The beauty of this model is that all firmware upgrades and feature adds are Meraki's problem, saving admins significant time and grief. Another nice bonus to Meraki's approach is that customers benefit from new features added to the Cloud Controller automatically--with no new licensing fees--and the new Traffic Shaper and Auto RF Tools will provide valuable functionality to existing Meraki 802.11n environments, making the competition take note.
It's no secret that an increasing number of business applications have made their way on to the WLAN. But wireless is a shared media, where legitimate traffic contends with recreational bandwidth hogs who can slow down even the best wireless networks. Enter Meraki Traffic Control, the no-cost enforcement function that delivers application, content and user-aware bandwidth control at each access point. The Cloud Controller Dashboard is the point of control and monitoring for Traffic Control, and the powerful new capability fits well with the other dashboard elements. Meraki's Traffic Control is competitive in that it delivers a frequently updated, signature-based traffic classification and control mechanism without the added cost of a Palo Alto or BlueCoat appliance.
This amounts to not only a tremendous cost savings, but it eliminates the complexity of traffic-shaping in distributed environments where a given organization may have wireless in a number of branch offices or distributed sites all manged by the Cloud Controller.
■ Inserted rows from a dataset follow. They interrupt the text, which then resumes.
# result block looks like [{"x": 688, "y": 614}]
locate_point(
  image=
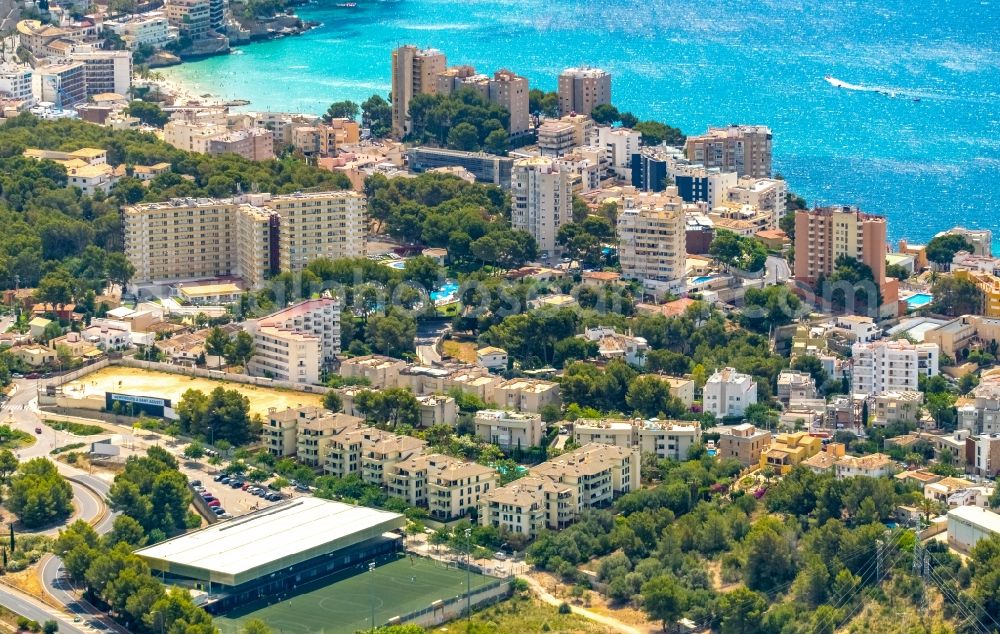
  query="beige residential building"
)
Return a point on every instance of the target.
[
  {"x": 542, "y": 201},
  {"x": 727, "y": 393},
  {"x": 824, "y": 235},
  {"x": 446, "y": 486},
  {"x": 414, "y": 72},
  {"x": 526, "y": 395},
  {"x": 192, "y": 18},
  {"x": 380, "y": 371},
  {"x": 314, "y": 433},
  {"x": 743, "y": 442},
  {"x": 744, "y": 149},
  {"x": 510, "y": 91},
  {"x": 664, "y": 439},
  {"x": 891, "y": 407},
  {"x": 280, "y": 434},
  {"x": 527, "y": 506},
  {"x": 557, "y": 137},
  {"x": 769, "y": 195},
  {"x": 437, "y": 409},
  {"x": 651, "y": 233},
  {"x": 582, "y": 89},
  {"x": 254, "y": 144},
  {"x": 509, "y": 430},
  {"x": 598, "y": 474},
  {"x": 296, "y": 343},
  {"x": 250, "y": 236}
]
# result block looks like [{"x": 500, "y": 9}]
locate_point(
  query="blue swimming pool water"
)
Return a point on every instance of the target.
[
  {"x": 919, "y": 300},
  {"x": 447, "y": 291}
]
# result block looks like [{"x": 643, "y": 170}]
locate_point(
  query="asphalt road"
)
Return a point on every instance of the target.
[{"x": 37, "y": 611}]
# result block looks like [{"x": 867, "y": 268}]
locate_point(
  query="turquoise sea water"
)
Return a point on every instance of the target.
[{"x": 926, "y": 164}]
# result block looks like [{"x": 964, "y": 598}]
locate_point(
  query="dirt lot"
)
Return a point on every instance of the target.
[{"x": 139, "y": 382}]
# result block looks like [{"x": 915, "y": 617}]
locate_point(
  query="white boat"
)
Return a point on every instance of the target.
[{"x": 833, "y": 81}]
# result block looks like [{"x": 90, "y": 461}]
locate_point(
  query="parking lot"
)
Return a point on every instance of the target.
[{"x": 235, "y": 501}]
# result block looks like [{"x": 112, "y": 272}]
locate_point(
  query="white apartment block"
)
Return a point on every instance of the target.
[
  {"x": 619, "y": 145},
  {"x": 509, "y": 430},
  {"x": 105, "y": 71},
  {"x": 582, "y": 89},
  {"x": 146, "y": 29},
  {"x": 728, "y": 393},
  {"x": 319, "y": 225},
  {"x": 665, "y": 439},
  {"x": 889, "y": 366},
  {"x": 296, "y": 343},
  {"x": 863, "y": 329},
  {"x": 651, "y": 234},
  {"x": 542, "y": 201},
  {"x": 249, "y": 236},
  {"x": 192, "y": 18},
  {"x": 15, "y": 83}
]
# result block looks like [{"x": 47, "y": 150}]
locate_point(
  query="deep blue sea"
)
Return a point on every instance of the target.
[{"x": 927, "y": 154}]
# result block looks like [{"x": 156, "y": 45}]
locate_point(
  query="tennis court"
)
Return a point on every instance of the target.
[{"x": 342, "y": 604}]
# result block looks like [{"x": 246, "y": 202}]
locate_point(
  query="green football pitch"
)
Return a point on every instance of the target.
[{"x": 342, "y": 603}]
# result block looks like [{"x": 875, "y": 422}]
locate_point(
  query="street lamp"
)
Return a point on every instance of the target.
[
  {"x": 468, "y": 574},
  {"x": 371, "y": 591}
]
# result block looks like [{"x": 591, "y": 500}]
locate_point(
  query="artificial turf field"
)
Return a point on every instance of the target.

As with any traffic control tool, Meraki's Traffic Control demystifies what traffic types are traversing the network and allows for customized, granular control that preserves bandwidth for priority applications and users.
Also newly announced, Meraki's Auto RF puts a new suite of advanced wireless features into cloud customer's networks, again at no additional cost. Key among these is Spectrum Analysis (think Cisco Clean Air) which quantifies and reports on interference sources. Again, the goal here is that there should be no unknowns in the WLAN. The more you know about what's going on with and in the air, the better the system can auto-adjust and the fewer support calls you'll have. Meraki's Spectrum Analysis runs on all of their 802.11n access points, and like the Cisco 3500 series, it does full-time analysis at no penalty to servicing wireless clients.